E. Plaintiff And Intervenor Are Entitled To Limited Injunctive Relief. [126]

1. Plaintiff and Intervenor Have Demonstrated Success On The Merits As To Certain Issues.

2. Plaintiff and Intervenor Have Established Irreparable Harm, If The Court Does Not Grant Injunctive Relief.

3. In This Case, A Balance of the Hardships To The Parties Favors The Grant of Limited Injunctive Relief.
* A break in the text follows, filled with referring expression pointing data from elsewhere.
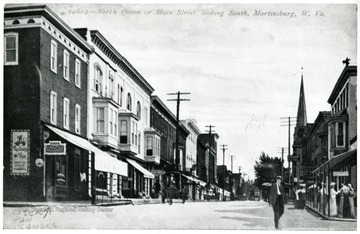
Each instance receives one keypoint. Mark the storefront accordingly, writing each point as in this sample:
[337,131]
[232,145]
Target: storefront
[139,180]
[324,191]
[76,170]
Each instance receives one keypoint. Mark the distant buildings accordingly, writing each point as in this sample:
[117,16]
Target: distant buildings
[326,150]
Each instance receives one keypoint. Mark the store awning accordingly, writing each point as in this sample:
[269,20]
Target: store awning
[202,183]
[337,159]
[147,174]
[103,161]
[341,157]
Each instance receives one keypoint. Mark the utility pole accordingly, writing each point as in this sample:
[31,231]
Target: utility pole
[224,175]
[215,160]
[282,150]
[288,122]
[231,156]
[178,100]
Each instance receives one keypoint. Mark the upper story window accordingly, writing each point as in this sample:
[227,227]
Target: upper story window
[100,120]
[113,122]
[138,110]
[98,80]
[149,146]
[11,47]
[128,102]
[53,56]
[66,65]
[111,86]
[77,118]
[123,132]
[77,73]
[340,134]
[53,107]
[66,113]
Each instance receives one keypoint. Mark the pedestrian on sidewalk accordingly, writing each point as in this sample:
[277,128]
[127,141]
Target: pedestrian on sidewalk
[352,195]
[277,200]
[344,200]
[333,206]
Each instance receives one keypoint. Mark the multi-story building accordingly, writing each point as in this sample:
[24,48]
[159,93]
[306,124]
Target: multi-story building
[210,155]
[162,139]
[46,152]
[191,145]
[119,104]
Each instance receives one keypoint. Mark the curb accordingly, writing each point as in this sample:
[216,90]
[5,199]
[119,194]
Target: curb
[327,217]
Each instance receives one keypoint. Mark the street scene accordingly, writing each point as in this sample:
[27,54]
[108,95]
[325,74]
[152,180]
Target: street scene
[237,215]
[180,116]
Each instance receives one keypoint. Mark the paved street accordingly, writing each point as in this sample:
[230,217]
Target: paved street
[250,215]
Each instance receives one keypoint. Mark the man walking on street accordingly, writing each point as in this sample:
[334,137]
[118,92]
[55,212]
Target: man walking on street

4. In This Case, The Public Interest Weighs in Favor of Limited Injunctive Relief.

IV. CONCLUSION. [129]

I. RELEVANT FACTS.1

A. The Background Of The Procurement.

FedBizOpps.gov (“FBO”) is a website, providing “the single government point-of-entry (GPE) for Federal government procurement opportunities over $25,000.” AR 2384. Procuring agencies publicize business opportunities by posting information on FBO. See Fed. *77Bus. Opportunities, U.S. Gen. Servs. Admin., available at http://www.fedbizopps.gov (last visited Aug. 31, 2006). Prospective government contractors can then search, monitor, and retrieve opportunities. The purpose of FBO is to:

(1) promote the use of cost-effective procedures and processes that employ electronic commerce in the conduct and administration of Federal procurement systems, (2) apply nationally and internationally recognized standards that broaden interoperability and ease the electronic interchange of information, and (3) allow publication of solicitation notices.

AR 2384.

On September 30, 2000, GSA awarded a contract for the original development and maintenance of FBO to Science Applications International Corporation (“SAIC”), who in turn subcontracted to ISC, a small business concern, for “development, design, and maintenance services for the FBO platform and technical environment.” AR 2. The final option year of the contract with SAIC was scheduled to expire on September 30, 2004, requiring the Government to award a new contract in order to continue the operation of FBO. See AR 87. GSA, however, decided to upgrade the current FBO system: “the offeror may propose a system solution that builds on the current FBO functionality or propose[s] an entirely new system.” AR 195; see also AR 266 (“The Government requires that the offerors propose innovative solutions.”).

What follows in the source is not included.